The West’s Prison of Stereotypes: Political and corporate initiatives to prepare for the type of global order foreshadowed by the rush to become founding members of the AIIB are likely to remain extremely difficult for some time. For a complex of reasons, some skilfully disguised, the West has long been educated to imprison itself in abstract stereotypes. These will work to inhibit any easy understanding of Chinese classical culture and the history that has been informed by it.
Consequently, Western debate, analysis and evaluation of the rise of China, and Asia, and the emergence of new global financial centres will for some time rise little above the level of nonsense. The language and conceptual tools, and also the historical knowledge, necessary for insight, focus and purpose do not exist.

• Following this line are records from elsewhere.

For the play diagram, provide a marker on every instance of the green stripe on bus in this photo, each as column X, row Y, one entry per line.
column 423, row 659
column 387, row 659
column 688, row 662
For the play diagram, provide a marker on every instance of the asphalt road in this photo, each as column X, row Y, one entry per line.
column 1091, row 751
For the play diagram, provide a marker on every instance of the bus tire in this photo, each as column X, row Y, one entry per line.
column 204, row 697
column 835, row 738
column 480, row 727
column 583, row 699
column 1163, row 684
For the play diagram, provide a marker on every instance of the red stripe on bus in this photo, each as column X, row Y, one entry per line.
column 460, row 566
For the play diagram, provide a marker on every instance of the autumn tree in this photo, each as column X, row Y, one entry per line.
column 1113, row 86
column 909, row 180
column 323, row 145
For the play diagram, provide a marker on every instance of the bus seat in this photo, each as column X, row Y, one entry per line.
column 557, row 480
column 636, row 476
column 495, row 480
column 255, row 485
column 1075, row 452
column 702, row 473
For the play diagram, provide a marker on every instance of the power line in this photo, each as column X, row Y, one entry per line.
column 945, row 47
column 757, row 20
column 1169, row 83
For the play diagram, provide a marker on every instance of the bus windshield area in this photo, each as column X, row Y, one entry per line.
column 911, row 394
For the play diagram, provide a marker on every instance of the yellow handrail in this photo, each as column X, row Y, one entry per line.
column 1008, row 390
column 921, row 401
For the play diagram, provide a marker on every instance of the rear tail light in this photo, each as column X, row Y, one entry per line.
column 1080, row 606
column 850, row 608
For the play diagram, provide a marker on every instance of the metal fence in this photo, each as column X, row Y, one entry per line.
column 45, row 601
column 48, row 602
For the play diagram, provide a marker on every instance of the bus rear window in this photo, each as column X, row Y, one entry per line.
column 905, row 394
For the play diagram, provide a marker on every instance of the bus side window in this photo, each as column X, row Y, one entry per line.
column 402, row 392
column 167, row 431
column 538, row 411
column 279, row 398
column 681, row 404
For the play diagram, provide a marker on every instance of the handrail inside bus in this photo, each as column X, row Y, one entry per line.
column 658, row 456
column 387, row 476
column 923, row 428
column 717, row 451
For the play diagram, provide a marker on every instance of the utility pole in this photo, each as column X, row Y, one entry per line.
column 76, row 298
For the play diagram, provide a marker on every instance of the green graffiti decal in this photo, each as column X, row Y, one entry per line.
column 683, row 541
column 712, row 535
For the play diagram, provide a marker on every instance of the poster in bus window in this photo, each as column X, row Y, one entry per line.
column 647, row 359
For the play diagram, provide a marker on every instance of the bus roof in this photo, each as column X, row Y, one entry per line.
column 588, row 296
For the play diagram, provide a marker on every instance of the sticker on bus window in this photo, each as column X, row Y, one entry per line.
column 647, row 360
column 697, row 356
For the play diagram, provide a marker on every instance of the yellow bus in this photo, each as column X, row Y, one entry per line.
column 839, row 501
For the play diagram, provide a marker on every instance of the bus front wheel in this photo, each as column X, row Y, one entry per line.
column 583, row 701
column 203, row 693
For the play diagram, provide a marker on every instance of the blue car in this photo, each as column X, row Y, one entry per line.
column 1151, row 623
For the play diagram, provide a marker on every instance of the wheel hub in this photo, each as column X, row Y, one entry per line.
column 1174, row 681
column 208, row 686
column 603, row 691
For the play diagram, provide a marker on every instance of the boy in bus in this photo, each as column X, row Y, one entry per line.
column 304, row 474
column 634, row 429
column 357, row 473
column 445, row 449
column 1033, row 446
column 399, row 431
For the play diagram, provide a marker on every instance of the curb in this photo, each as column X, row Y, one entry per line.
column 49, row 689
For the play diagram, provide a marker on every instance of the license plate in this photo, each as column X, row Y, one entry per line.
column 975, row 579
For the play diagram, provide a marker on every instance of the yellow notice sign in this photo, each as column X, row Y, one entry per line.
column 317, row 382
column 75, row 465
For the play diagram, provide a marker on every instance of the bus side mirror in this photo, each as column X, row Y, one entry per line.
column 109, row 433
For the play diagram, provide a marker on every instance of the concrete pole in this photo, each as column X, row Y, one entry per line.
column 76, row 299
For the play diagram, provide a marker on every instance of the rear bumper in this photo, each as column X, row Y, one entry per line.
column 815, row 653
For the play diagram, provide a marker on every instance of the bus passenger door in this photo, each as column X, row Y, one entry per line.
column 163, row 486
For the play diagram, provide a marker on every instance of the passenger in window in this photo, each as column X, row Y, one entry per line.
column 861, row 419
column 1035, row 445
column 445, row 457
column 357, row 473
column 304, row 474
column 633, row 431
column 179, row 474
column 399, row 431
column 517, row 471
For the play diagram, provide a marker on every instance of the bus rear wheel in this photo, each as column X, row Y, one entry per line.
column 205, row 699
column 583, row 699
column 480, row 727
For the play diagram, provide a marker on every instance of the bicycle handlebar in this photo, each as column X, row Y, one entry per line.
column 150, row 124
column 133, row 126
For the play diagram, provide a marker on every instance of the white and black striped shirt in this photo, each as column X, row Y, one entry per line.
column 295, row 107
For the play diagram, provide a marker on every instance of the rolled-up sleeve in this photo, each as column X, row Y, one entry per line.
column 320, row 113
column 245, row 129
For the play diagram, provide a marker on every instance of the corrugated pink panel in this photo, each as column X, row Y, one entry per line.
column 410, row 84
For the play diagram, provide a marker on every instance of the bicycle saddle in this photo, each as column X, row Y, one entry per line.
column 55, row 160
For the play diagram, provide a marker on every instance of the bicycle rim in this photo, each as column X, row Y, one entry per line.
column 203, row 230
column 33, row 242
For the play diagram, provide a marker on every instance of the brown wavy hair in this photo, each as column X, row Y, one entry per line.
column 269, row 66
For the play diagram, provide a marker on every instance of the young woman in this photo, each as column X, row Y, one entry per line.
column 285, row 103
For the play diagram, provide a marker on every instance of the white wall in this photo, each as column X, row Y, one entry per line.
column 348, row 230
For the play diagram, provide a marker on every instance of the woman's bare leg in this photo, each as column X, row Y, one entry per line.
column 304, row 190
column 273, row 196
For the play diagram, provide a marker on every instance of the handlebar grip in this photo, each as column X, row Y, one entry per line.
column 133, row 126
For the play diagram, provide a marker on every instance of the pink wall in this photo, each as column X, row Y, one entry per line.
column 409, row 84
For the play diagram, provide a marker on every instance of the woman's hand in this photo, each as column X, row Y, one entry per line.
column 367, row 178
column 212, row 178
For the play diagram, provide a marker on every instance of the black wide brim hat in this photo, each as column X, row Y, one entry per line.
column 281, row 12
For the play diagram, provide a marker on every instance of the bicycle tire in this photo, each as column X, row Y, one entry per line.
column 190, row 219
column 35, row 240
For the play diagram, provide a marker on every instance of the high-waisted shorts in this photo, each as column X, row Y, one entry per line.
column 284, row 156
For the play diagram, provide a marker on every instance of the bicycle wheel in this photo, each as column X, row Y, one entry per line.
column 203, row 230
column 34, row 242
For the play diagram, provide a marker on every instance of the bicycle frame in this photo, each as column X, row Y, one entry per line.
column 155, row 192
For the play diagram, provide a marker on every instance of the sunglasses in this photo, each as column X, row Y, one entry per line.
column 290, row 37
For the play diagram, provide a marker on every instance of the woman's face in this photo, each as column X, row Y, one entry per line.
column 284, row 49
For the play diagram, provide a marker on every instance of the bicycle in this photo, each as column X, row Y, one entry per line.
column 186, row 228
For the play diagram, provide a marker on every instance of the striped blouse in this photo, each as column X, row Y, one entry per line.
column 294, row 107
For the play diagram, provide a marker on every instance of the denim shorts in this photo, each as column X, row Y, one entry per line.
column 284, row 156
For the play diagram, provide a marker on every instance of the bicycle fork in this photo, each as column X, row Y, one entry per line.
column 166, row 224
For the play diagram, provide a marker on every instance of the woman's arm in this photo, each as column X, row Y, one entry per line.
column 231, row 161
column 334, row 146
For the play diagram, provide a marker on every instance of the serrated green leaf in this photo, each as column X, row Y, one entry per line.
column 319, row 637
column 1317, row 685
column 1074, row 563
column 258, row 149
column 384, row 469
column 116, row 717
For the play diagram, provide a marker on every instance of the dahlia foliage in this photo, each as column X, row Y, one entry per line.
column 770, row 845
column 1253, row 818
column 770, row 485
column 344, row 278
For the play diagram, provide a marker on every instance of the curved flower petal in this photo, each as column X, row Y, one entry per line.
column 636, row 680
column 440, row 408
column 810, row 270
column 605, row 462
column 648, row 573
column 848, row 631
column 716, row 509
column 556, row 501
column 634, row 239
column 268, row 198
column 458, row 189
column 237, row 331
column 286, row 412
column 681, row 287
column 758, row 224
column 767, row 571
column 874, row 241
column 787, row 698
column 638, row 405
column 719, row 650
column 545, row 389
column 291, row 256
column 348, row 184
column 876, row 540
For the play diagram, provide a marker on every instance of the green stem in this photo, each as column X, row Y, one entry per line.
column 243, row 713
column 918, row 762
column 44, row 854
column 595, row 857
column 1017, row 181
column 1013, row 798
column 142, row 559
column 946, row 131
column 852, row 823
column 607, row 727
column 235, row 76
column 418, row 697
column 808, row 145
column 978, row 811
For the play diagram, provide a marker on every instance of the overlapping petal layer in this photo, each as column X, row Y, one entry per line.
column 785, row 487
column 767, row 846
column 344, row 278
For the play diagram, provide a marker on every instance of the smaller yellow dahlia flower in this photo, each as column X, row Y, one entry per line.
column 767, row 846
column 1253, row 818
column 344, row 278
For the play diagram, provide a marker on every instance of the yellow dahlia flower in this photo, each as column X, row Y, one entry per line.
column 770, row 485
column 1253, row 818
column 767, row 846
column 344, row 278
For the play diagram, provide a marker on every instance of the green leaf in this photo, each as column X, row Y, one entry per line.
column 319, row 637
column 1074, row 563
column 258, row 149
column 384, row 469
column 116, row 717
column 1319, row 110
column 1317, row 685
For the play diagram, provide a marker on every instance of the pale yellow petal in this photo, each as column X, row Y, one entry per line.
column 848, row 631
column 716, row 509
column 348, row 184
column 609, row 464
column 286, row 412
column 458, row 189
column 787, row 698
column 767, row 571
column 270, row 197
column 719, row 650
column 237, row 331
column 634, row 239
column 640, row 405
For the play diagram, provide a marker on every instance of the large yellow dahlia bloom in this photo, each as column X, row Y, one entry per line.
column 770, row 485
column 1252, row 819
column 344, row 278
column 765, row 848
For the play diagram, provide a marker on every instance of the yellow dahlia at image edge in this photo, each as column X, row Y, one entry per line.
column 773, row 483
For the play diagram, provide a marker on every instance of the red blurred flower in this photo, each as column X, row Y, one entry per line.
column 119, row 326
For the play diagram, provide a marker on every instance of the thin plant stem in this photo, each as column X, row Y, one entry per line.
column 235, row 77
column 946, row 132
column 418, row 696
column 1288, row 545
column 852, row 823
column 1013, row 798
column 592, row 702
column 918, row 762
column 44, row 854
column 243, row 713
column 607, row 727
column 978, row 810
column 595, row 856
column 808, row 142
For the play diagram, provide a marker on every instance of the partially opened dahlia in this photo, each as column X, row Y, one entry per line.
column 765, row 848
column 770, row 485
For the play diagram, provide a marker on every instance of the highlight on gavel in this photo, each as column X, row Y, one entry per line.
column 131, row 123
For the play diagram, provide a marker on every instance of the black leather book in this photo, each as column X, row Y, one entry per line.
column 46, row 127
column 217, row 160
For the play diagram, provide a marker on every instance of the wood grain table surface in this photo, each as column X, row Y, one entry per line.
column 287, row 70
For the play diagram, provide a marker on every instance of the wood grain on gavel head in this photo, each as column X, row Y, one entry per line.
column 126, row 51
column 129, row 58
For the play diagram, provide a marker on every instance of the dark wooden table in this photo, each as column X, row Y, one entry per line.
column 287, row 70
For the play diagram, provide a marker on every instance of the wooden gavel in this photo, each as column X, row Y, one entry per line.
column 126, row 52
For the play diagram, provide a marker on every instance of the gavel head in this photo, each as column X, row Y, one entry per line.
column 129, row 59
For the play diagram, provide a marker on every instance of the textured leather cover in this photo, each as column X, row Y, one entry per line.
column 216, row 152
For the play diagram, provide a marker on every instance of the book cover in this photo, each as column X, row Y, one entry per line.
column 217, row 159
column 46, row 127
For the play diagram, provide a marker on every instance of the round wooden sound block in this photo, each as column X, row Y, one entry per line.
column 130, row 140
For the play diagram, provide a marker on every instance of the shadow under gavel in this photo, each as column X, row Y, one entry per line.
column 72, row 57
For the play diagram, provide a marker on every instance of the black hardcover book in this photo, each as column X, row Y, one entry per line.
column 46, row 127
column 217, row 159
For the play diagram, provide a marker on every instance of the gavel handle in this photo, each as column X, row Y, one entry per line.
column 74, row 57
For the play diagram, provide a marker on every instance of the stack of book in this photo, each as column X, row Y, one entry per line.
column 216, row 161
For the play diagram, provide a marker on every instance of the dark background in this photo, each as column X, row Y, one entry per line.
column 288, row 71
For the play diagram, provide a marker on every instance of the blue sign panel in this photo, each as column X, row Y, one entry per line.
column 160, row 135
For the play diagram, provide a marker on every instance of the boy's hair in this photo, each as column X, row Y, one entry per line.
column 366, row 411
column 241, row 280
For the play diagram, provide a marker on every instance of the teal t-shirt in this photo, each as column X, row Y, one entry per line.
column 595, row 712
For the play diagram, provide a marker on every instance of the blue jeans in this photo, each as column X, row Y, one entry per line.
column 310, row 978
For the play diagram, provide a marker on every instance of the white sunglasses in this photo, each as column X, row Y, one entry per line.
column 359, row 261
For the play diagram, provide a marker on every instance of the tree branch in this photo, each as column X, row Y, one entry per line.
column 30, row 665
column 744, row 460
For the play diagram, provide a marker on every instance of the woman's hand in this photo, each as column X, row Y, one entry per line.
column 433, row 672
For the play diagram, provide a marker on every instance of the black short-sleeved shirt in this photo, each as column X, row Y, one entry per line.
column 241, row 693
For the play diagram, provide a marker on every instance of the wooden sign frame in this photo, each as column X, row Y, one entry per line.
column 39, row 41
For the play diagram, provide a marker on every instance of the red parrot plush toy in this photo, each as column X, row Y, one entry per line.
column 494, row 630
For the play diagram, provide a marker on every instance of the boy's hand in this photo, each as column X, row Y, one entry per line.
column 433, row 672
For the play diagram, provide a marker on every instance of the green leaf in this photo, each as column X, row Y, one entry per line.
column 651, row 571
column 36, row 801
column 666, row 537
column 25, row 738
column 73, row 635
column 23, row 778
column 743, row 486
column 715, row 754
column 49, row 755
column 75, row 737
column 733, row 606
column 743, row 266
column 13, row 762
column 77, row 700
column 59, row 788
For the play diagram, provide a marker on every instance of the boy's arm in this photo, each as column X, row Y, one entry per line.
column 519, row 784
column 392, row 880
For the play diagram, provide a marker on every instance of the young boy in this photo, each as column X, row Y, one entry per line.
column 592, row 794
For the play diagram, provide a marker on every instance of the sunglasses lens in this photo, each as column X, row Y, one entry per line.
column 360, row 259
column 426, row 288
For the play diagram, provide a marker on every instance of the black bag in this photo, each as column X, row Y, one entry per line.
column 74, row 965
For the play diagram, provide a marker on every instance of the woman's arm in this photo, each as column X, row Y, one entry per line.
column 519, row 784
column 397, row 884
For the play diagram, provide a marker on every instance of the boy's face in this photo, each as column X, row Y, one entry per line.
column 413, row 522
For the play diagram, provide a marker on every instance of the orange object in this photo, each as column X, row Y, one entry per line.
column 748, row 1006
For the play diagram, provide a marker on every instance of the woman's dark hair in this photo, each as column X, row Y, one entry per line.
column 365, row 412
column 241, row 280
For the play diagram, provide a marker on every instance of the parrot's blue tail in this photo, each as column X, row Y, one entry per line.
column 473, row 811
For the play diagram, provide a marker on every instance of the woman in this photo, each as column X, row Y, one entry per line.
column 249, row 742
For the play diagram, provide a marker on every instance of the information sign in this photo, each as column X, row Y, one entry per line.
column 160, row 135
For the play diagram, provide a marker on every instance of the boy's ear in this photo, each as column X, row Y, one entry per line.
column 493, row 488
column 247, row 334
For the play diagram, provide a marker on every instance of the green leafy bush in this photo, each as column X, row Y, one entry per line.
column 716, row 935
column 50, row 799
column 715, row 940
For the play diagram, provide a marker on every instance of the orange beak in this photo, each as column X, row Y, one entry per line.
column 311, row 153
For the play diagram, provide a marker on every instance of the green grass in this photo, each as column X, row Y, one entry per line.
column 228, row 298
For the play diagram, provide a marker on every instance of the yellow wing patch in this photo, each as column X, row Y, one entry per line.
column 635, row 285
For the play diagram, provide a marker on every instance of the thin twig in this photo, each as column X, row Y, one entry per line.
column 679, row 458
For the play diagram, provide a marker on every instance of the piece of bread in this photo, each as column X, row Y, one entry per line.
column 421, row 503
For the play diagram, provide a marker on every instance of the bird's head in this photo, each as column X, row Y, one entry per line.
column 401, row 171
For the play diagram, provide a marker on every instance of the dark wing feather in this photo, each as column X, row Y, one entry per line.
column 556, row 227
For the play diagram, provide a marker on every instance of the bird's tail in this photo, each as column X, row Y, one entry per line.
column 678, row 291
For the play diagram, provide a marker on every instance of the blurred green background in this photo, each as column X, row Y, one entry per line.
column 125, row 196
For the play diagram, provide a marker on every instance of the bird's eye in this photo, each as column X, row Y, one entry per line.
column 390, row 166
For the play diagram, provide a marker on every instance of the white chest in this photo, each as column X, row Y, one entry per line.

Shocking as it may seem to some, the challenge may prove little less daunting than that facing non-Western peoples when confronted with the arrival of the English East India Company.
This time, however, it is the West’s own commercial energies and ambitions that have drawn a long reticent Chinese civilization into the inevitability of assuming global responsibilities. Western efforts to retain the privileges of the recent past now seem only to intensify its problems, whether in worsening political credibility, deepening bankruptcy, declining technological capacity, misleading diplomatic evaluation or counter-productive strategic initiatives.
The qualities that have informed China’s, and Asia’s, rise could, of course, come to the assistance of the West. For that, it needs to master and tame misguided habits of assumed superiority, intellectual apartheid and political assertiveness. These need to be replaced with the qualities of humility, self-discipline, rigorous education and soft strategies, which have informed Asia’s rise.